How to Wire Your Brain for Religious Ecstasy

By John Horgan

Eight years ago, I flew to Laurentian University in Midwestern Canada to test a gadget that some journalists called the "God machine." The device consisted of computer-controlled solenoids that fit over the skull and stimulate the brain with electromagnetic pulses. Its inventor, neuroscientist Michael Persinger, claimed that it could induce mystical experiences, including, as Wired magazine put it, visions of "Jesus, the Virgin Mary, Mohammed, the Sky Spirit."

I sat in a ratty armchair in a soundproof chamber and pulled the God machine onto my head as, outside the chamber, a graduate student tapped a computer keyboard. As he bombarded my brain with electromagnetic bursts patterned after brain waves of epileptics in the throes of religious visions, I waited for God or even a minor deity or demon to appear—in vain. Persinger told me later that the device doesn't work on skeptics, implying that it "works" merely by exploiting subjects' suggestibility.

Persinger is one of the more colorful characters in the fast-growing, flakey field of neurotheology, which studies what is arguably the most complex manifestation—spirituality—of the most complex phenomenon—the human brain—known to science.

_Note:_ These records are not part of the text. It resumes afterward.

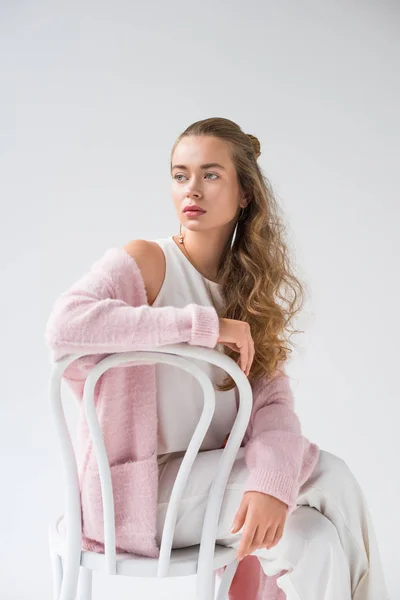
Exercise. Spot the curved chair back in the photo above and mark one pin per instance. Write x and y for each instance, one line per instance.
(178, 355)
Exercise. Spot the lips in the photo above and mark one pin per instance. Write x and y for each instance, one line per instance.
(193, 209)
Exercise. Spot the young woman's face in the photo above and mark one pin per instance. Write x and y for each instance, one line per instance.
(195, 181)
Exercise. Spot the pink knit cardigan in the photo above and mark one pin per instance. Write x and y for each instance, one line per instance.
(107, 311)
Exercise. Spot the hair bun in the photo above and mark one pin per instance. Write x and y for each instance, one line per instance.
(256, 144)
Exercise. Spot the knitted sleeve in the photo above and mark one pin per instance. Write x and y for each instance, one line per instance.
(106, 311)
(278, 456)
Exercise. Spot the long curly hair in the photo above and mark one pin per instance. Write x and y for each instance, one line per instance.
(256, 276)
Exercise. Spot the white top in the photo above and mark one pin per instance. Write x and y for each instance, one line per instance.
(179, 395)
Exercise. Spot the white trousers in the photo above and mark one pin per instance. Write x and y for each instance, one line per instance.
(328, 548)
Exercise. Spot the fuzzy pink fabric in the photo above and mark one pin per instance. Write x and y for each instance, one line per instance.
(107, 311)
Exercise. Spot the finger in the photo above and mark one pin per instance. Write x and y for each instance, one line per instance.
(269, 537)
(279, 532)
(258, 540)
(247, 539)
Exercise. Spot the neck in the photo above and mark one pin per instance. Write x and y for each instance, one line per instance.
(205, 249)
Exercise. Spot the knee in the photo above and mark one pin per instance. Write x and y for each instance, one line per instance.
(337, 469)
(308, 530)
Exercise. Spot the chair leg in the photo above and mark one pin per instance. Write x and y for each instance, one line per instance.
(226, 580)
(57, 571)
(84, 584)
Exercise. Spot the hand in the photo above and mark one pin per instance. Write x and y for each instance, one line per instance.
(264, 519)
(237, 336)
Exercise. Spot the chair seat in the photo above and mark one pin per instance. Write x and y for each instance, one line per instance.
(183, 560)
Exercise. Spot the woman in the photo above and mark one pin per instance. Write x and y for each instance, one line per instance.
(299, 504)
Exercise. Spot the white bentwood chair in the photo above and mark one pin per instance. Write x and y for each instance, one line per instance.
(72, 566)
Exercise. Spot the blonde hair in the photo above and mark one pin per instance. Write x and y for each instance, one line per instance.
(256, 277)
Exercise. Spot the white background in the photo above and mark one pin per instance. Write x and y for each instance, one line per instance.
(93, 96)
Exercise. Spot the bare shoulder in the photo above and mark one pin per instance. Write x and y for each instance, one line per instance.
(150, 259)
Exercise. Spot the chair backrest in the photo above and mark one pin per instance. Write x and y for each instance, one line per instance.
(178, 355)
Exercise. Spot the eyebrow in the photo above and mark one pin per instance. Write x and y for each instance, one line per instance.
(205, 166)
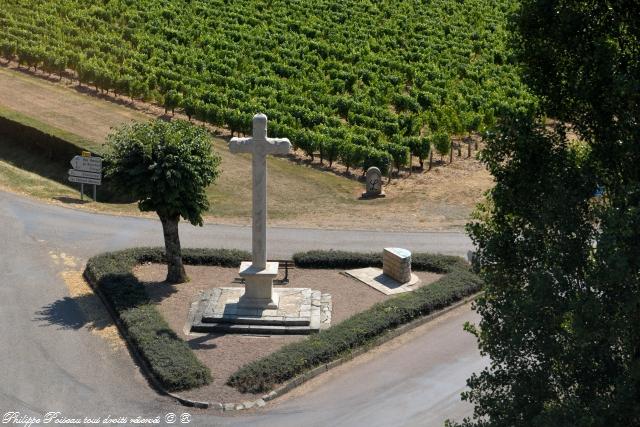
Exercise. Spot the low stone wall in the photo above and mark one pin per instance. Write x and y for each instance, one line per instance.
(396, 263)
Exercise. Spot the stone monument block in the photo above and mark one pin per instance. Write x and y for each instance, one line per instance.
(396, 263)
(373, 184)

Given that brain researchers have no idea how I conceived and typed this sentence, I doubt they will ever account for religious experiences in all their vast diversity and subtlety. Nor will they solve the riddle of whether God actually exists or is a figment of our evolved imaginations, like unicorns or superstrings. Neurotheology may nonetheless have a profound social impact, by yielding more potent, reliable methods of inducing spiritual experiences.